She described attachment parenting as responding to a baby's needs and building bonds through closeness and trust. And she said she received a great deal of help from Sue Cohen, mother of her husband, Tom.
"Becoming a mother was like becoming me, finally," she said.
"After years of struggling to know myself, feeling lost at sea, rudderless and troubled, having babies through which to correct the multiple mistakes of my own traumatic childhood was beyond healing.
"I felt finally anchored in place, with lives that literally depend on me, and I am not about to let them down, not for anyone or anything."
Peaches was supposed to start a regular column offering advice, based on her own experience, of bringing up her children.
The magazine said: "M&B's new columnist... Peaches Geldof! The It Girl turned Earth Mother will be sharing her mummy moments and views on bringing up babies, from attachment parenting to juggling work and family."
She defined attachment parenting as building trust and love with her children, by abandoning what she called "arms-length" advice on parenting.
"Becoming a mother has really broken me, but in the best possible way!" she said.
Peaches Geldof seen with son Phaedra in London
She called looking at her sons' faces the proof that they were miracles, and the best thing any human being could do.
It was her own difficult childhood which proved to her that so-called attachment parenting was the way to bring up children.
She said that her nanny, Nina, had practised close contact parenting, which made up for the difficulties of her parents' divorce.
Peaches called the aftermath of the divorce, in 1996, when she was seven, as "really unstable".
The difficulties were compounded when she was told, aged 13, that she suffered from polycystic ovaries and was unlikely to have children.
The feeling, she said, was like being "robbed" of part of her "womanhood".
Later, she said, she would have conversations with boyfriends about what their future children would look like, but had to bite her tongue from telling them she did not think there would be any.
However she later suffered an ectopic pregnancy.

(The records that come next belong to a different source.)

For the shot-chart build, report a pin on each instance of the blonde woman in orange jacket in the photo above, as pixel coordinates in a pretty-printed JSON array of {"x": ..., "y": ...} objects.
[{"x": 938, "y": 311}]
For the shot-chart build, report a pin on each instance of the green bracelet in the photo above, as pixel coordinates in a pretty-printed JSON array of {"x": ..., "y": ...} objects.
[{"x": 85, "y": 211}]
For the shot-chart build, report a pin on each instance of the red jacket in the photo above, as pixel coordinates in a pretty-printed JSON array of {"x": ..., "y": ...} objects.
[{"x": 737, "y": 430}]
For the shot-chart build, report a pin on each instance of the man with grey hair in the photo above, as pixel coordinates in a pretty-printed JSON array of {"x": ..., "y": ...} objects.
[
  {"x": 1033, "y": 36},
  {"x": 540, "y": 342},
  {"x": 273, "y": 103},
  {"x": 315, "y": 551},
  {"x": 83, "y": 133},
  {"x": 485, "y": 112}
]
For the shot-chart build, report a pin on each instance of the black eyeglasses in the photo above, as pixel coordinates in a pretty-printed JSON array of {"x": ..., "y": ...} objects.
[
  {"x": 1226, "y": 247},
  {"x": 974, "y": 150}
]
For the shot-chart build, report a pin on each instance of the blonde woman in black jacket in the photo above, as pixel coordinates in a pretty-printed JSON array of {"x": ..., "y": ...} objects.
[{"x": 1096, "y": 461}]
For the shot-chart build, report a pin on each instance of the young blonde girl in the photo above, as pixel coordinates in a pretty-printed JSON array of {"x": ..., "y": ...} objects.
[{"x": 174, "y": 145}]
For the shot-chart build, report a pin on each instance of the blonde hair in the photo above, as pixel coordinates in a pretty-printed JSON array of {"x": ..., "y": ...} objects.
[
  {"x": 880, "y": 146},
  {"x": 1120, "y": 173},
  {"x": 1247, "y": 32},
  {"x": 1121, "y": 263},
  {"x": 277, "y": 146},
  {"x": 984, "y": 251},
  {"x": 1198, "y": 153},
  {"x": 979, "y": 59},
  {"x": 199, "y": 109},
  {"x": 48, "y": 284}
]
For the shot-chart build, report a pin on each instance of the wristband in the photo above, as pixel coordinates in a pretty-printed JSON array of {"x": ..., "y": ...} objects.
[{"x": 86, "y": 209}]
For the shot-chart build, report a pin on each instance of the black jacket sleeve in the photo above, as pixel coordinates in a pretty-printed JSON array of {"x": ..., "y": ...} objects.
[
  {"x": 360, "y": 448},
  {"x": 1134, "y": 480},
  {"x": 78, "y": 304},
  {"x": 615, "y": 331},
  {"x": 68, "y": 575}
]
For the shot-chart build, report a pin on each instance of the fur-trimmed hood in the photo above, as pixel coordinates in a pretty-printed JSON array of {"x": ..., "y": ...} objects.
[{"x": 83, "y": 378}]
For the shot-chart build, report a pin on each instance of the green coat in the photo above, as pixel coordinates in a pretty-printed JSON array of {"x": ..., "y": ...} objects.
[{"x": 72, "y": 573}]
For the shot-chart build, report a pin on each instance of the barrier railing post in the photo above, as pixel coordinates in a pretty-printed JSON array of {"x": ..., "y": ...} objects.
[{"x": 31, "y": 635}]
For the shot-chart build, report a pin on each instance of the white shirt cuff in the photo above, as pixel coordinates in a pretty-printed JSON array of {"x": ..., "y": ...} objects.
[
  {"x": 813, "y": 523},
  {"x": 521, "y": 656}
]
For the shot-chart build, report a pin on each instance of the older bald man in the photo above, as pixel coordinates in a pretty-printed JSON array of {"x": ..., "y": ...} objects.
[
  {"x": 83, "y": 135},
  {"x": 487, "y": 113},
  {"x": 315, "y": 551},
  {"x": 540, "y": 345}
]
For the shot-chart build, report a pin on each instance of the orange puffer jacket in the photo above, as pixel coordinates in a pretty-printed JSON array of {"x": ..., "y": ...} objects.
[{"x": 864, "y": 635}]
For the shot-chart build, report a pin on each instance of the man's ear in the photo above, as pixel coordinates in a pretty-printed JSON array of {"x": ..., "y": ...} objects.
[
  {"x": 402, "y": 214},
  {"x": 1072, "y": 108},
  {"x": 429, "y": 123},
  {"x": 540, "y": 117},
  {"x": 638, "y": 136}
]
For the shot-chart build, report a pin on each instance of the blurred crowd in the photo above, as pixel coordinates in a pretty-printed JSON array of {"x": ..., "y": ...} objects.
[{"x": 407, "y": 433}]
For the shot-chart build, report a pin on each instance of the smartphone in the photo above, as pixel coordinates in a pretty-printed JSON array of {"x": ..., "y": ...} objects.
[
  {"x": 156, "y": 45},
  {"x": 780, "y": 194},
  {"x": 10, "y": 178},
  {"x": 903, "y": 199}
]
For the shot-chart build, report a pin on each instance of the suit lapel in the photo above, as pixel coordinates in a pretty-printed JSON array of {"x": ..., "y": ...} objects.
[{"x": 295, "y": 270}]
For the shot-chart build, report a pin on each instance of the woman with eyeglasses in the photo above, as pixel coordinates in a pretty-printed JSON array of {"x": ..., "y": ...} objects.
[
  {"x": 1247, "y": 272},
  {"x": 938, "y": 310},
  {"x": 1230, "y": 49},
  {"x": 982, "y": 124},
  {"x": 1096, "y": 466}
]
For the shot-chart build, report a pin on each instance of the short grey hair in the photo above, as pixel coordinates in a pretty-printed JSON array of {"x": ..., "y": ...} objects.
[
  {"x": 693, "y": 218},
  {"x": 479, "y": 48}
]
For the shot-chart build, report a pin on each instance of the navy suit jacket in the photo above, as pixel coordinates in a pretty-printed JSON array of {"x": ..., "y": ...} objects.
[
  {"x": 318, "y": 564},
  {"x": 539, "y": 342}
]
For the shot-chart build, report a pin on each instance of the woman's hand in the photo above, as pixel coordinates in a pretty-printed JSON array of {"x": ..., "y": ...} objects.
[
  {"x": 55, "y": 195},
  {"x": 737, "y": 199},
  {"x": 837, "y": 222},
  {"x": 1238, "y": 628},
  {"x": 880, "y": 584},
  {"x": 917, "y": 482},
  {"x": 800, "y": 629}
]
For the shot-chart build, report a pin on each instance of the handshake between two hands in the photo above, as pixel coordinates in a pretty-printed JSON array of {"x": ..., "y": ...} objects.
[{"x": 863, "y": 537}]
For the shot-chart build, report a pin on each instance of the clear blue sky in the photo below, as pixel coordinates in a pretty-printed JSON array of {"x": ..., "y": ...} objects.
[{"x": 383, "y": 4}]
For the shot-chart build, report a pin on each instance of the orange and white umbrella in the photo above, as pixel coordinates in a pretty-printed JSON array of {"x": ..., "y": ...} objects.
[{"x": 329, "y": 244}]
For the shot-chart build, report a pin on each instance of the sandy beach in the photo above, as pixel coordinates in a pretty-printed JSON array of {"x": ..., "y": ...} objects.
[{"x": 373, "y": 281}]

She did not address who the father was in the interview but it happened in 2010, before she was married to Cohen.
'I knew the baby could never be, but I cried for days on end,' she said.
She was living in California at the time but returned to Britain and fell in love with Cohen, who was an old friend.
When she experienced the symptoms of pregnancy, including nausea and cravings, she dismissed them and it was five months before she went to a doctor and was given a pregnancy test.
"After six tests, I began to dare to hope there could be a life inside me," she said.
"But it was only when I saw Astala's perfectly formed, serious little face that I released an out breath of sheer relief and pure joy that I felt I had been holding my whole life until that one perfect moment.'"
Her husband, she said, was in tears and her love for her son was instant and intense.
"I knew then I'd been destined to be a mother, it's just my baby was waiting for the right time, the time I was ready, too."
Peaches said that her next pregnancy was accidental - she had not realised it was possible to conceive while breastfeeding - but no less welcome.
A result of the age difference of just a year between her sons, and her desire for attachment parenting - which has also been advocated by Gwyneth Paltrow - was exhaustion.
She described crying with tiredness and having no time for herself, but said she had no doubt what she had done was the best thing possible to do.
And she also said that she did not live off her father, having always been told by him to earn her own money, while when her husband's band SCUM split, it was difficult for her marriage, as she had to become the main breadwinner.
She praised her husband as having "the patience of a saint" and said simply of her children: "I love loving them and being there for them through everything".